Set up periodic Chromium indexing job
varungandhi-src opened this issue · comments
We have a Buildkite runner provisioned which is powerful enough to be able to index Chromium in reasonable time. https://github.com/sourcegraph/infrastructure/pull/4910
The build machine is stateful, which is both good and bad. The good is that we:
- Only need to incrementally clone newer changes in Chromium
- Only need to incrementally build the code
- Only pay for the disk when the VM is stopped.
The bad is that we may run into problems due to build dependency issues as Chromium's build scripts try to install system dependencies.
The basic workflow will look like this:
-
One-time setup:
- Clone depot_tools.
- Clone Chromium.
- Make sure
depot_tools
is available on PATH. - Install system dependencies, including Python 3.8 (there were issues with Python 3.10)
-
Pipeline setup: (i.e. every run)
- Update
depot_tools
. (git pull origin main --ff-only
) - Update the checkout
- Re-run the build. Q: Does
gn
need to be reinvoked here if any of the build files have changed? Or is re-runningninja
sufficient?- When running
ninja
, use-k 0
to keep going in the presence of errors, and send a Slack message ifninja
runs into errors. - Collect statistics about memory usage when running this.
- When running
- Delete useless artifacts
find out/X -regextype egrep -regex '.*\.(apk|apks|so|jar|zip|o)' -type f -delete
- Download the latest release of
scip-clang
. - Run the indexer.
- When running the indexer, if there are any warnings or errors printed, send a Slack message.
- Collect statistics about memory usage when running this.
- Download the latest release of
src-cli
. - Upload the index
- Delete the index
- Print statistics related to memory usage.
- Delete
src-cli
andscip-clang
.
- Update
If there is a failure at any step, we should send a Slack message to an internal channel with a link to the Buildkite job log.
Some notes based on my convo with William:
- We can break the job into 3 steps.
- Starts the GCP instance (runs on stateless agent -- the stateless agent has the GCP CLI pre-installed)
- Runs the indexing job (on the stateful/powerful agent). Main caveat here is we need to pass in a secret here which lets us upload the index to Sourcegraph.com, but we can figure out how to resolve that once we get to that stage.
- Stops the GCP instance (runs on stateless agent)
- There is a way in the Buildkite UI under 'Edit Steps' which lets us modify the main buildkite command, where we can point it to another pipeline file.
![image](https://user-images.githubusercontent.com/93103176/239529984-f910d6d9-cf3b-4c15-8afb-71cdae1e928b.png)

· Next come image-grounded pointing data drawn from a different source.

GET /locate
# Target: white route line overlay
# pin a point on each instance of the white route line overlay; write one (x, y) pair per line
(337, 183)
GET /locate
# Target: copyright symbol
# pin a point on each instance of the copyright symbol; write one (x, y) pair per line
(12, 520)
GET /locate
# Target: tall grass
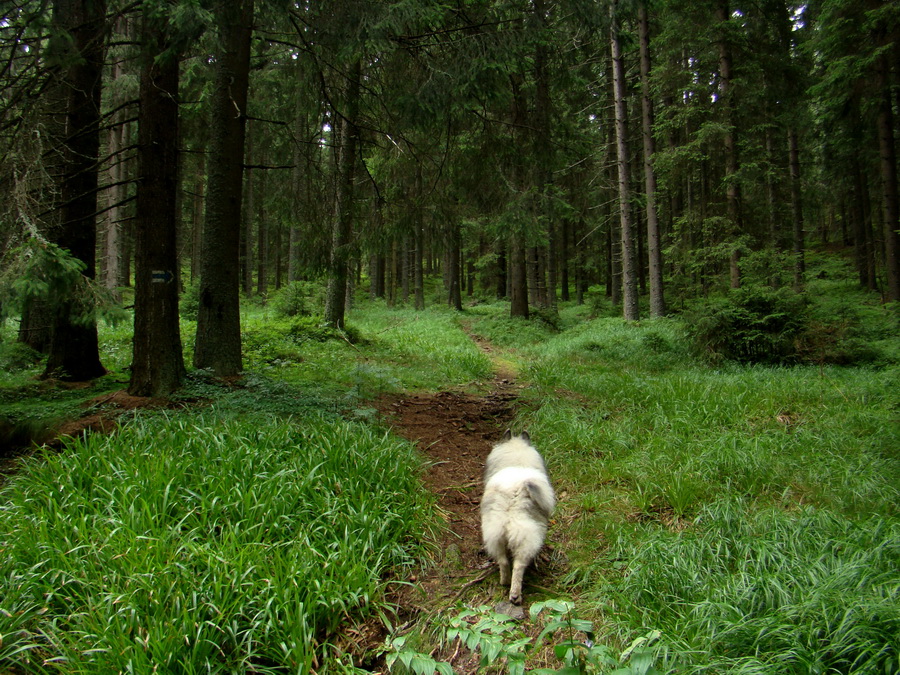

Example of non-trivial pipeline magickery: https://github.com/sourcegraph/sourcegraph/tree/wb/app/aws-macos
Update depot_tools
gclient
does this, and you should run gclient sync
to pull updated dependencies anyway. IIRC depot_tools
or gclient update—forget exactly which—also fetches some Python environments from something called CIPD. Its infra can be a bit flaky but if you want to work around it, it is a lot of work.
Q: Does gn need to be reinvoked here if any of the build files have changed? Or is re-running ninja sufficient?
In general, gn
does not need to be reinvoked. That said, Chromium has a system called landmines for clobbering certain bots. So... YMMV? In case of repeated failures you might like to start from "scratch" (you probably don't need to reclone, but you could blow away your build directory and git reset --hard HEAD --ffxd && gclient sync --force
, something like that.)
Do you need to build trunk to have the index in a good state?
Delete useless artifacts ...
What are the useful artifacts? I'm wondering if you can get away with building a lot less.
Do you need to build trunk to have the index in a good state?
From the indexer's perspective, it doesn't matter which exact commit it is, but we'd like to regularly index newer commits rather than purely regression testing against a pinned commit.
What are the useful artifacts?
Anything that's needed to type-check in-project C++ files. Largely this would be generated headers, but not generated C++ files (or files in other languages).